Expatica news

EU fears over ability to react to 9/11-type attack

18 January 2006

BRUSSELS — European aviation and security officials have raised concerns that national policies limit their defence against a September 11-style attack.

Despite European Union attempts to harmonise anti-terrorism policies among member states, European nations still maintain contradictory rules and regulations when presented with the threat of a hijacked airliner.

“It’s a very, very complex issue to come to a conclusion on because there are so many partners involved,” the director of security affairs for European aviation authority Eurocontrol, Bo Redeborn, told newspaper ‘The Washington Post’.

The issue is highlighted by an alert issued on 1 May 2004 when an Air Europa airliner lost contact with radio control as it flew over Denmark, Germany and the Netherlands before entering Belgian airspace.

As fears mounted of a suicide attack in Brussels as the EU celebrated its expansion with 10 new member states, three countries scrambled fighter jets.
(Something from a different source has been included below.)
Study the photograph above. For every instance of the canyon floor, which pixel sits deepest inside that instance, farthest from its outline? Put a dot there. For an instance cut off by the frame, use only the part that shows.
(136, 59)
Air Europa pilots eventually informed authorities that everything was fine.

The EU’s counter-terrorism chief, Gijs de Vries, has since said security officials are working to improve Europe-wide readiness for a hijacking, but declined to discuss details last year.

NATO also monitors the skies and will scramble jets on the orders of national authorities, but has no authority to fire upon hijacked airliners.

“The notion of national sovereignty is very strong. To go after civilian airlines with passengers on them, we’ll defer on that,” NATO secretary general Jaap de Hoop Scheffer said in September.

“We are very well served by our ability to identify threats. We’ve got the communications, we’ve got the radars. The difficult bit comes when you have identified a renegade aircraft,” a NATO official in Brussels said.

And the director of the Brussels-based security research centre New Defense Agenda, Giles Merritt, said many officials refuse to consider the option of shooting down an airliner. Instead, the emphasis is on intelligence and prevention, he said.